Which cell in marrow makes VWF?

a. Neutrophils

b. RBCs

c. Megakaryocytes

d. Lymphocytes

Answer c. Megakaryocytes

Besides endothelial cells and the connective tissue of the vessel wall, vWF is also made by megakaryocytes.

Why is the aPTT level increased in vWD?

a. vWF is in the clotting cascade.

b. Factor VIII is bound to vWF.

c. vWD has an antiphospholipid antibody.

Answer b. Factor VIII is bound to vWF.

When vWF level is decreased, it is not there to bind factor VIII. This elevates the aPTT, but the function of factor VIII, which is a coagulant factor (the antihemophilic factor A), is not impaired. The other name for vWF is “factor VIII antigen.” You should expect to see an elevated aPTT in half of patients with vWD.

The vWF antigen level is low. The ristocetin cofactor activity level is markedly impaired. You repeat the test the patient off aspirin and it persists. There is no active bleeding. This is likely type I vWD, which is seen in about 80% of cases. The patient needs her wisdom teeth removed. You are planning to give desmopressin acetate (DDAVP) or desmopressin prior to the procedure.

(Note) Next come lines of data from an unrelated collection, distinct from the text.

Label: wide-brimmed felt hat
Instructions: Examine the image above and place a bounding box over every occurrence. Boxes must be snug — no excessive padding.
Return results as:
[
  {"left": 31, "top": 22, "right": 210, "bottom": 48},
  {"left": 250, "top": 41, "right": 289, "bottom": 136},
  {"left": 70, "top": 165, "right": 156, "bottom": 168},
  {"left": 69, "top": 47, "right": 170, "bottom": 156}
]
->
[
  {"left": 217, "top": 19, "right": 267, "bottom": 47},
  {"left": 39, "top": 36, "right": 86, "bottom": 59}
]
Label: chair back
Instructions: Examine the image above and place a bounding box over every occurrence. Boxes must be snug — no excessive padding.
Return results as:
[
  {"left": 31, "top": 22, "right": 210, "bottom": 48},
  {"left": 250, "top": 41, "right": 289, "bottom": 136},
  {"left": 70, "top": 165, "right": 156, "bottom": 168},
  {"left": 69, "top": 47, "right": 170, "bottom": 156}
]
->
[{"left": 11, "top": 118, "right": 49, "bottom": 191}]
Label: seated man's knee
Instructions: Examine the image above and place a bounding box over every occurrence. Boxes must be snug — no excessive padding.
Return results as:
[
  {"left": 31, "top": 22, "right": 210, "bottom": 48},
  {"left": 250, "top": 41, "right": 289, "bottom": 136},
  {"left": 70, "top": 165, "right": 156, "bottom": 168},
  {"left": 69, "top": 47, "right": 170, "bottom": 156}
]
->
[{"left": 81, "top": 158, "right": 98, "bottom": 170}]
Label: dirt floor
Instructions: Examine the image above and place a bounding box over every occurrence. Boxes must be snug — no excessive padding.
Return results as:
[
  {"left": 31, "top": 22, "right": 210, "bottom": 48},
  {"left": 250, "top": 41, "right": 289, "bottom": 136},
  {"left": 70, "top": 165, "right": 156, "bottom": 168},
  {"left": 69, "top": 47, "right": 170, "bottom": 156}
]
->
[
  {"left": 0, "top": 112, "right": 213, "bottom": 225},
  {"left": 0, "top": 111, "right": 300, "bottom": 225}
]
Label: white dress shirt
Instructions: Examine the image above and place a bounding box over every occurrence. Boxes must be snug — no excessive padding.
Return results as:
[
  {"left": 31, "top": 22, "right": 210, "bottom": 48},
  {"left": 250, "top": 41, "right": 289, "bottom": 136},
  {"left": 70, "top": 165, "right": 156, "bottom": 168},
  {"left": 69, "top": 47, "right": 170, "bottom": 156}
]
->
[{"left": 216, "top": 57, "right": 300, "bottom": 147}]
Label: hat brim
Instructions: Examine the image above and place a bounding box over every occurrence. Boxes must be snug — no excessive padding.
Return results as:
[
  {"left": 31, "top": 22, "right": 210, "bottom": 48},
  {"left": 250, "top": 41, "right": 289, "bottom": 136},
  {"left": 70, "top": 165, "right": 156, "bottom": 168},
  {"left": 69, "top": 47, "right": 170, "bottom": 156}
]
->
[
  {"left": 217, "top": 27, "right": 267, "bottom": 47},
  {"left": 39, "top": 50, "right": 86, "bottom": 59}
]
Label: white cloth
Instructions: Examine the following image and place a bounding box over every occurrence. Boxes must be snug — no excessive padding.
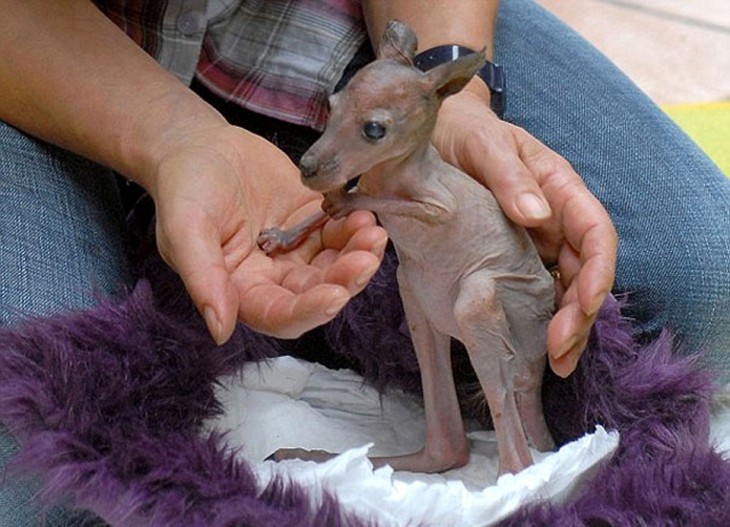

What is the mechanism of DDAVP?

a. Increased production of vWF

b. Increased expression of vWF receptors

c. Inhibition of ADAMTS 13

d. Release of subendothelial stores of vWF and factor VIII

e. Inhibition of plasmin

Answer d. Release of subendothelial stores of vWF and factor VIII

DDAVP releases what has already been made under endothelial stores. Aminocaproic acid and tranexamic acid work by inhibiting plasmin.

Type I vWD is a deficiency of vWF or antigen.

vWF acts in two ways:

1. Platelet to platelet IIb/IIIa (aggregation)

2. Platelet to vessel wall Ib/IX (adherence)

DDAVP is given and the dental extraction is performed. Bleeding persists and a subsequent dose of DDAVP is ineffective.

At this point, what medication should you use?

a. Aminocaproic acid

b. Factor VIII replacement

c. Protamine sulfate

d. Steroids

Answer b. Factor VIII replacement

Factor VIII and vWF (antigen) travel bound together. That is why you can use DDAVP for hemophilia treatment and you can use factor VIII replacement of vWD. Thrombin splits factor VIII off vWF. Aminocaproic acid is a plasmin inhibitor of marginal value. Protamine reverses heparin.

Type I vWD is autosomal dominant–half of children inheriting the gene mutation will be affected.

After giving factor VIII replacement, the bleeding stops. Counsel the patient not to use aspirin or aspirin-containing products. Advance the clock until you get the “Case will end in 5 minutes of real time” screen. No additional orders are necessary.